La seccatura non è tanto il fatto che l’etica sia, come è in verità, il valore umano assoluto, ma che resti inevitabilmente patologica, coinvolta nell’inconscio come nel pathos del tempo, degli accidenti, della contingenza, dell’ineluttabilità dell’atto compiuto. Un lavorio faticoso ed approssimativo che ci è imposto da quella incompletezza dell’”Essere”, esposizione inconcludente al Reale, che consente la libertà e che a Königsberg, stranamente, ci si voleva risparmiare.

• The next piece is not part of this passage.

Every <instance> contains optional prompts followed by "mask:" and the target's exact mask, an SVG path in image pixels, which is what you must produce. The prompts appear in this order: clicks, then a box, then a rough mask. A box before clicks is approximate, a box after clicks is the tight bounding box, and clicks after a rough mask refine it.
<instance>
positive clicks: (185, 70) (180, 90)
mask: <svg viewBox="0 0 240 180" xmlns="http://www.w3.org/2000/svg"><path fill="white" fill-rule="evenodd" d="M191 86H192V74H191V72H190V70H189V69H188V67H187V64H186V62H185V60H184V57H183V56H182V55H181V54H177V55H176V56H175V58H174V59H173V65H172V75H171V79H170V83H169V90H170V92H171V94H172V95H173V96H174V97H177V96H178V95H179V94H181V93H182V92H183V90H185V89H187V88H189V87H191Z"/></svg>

Il filosofo del trascendentale, nel ricorrere a cause prime assolute in fatto di legge morale, fa il passo falso della Chiesa cattolica quando, nel condannare l’omosessualità, l’aborto, la fornicazione o altre pratiche, peraltro, in atto da sempre, fa ricorso a un assoluto detto Natura o Creazione di cui il male sarebbe un difetto senza bisogno di evocare angeli caduti o altri antagonismi, così che la moralità possa restare, per semplicità e credibilità teologica, monistica e tolemaica. Il bene del quasi-Tutto e il male residuo volteggerebbero intorno a noi che saremmo affetti da un dovere del bene scritto come legge funzionale eterna ed eguale solo a sé stessa, cioè come necessità. L’inumano come metro etico dell’umano. Ha sicuramente più ragione Lukacs quando afferma che la natura (“naturata”) è una categoria storica. A maggior ragione lo sarebbe anche la Natura “naturans”. La questione risalta comicamente nel caso della religione per come essa si mostra più radicalmente materialista del più roccioso marxista nell’appellarsi a ciò che è “naturale” riguardo le pratiche erotiche.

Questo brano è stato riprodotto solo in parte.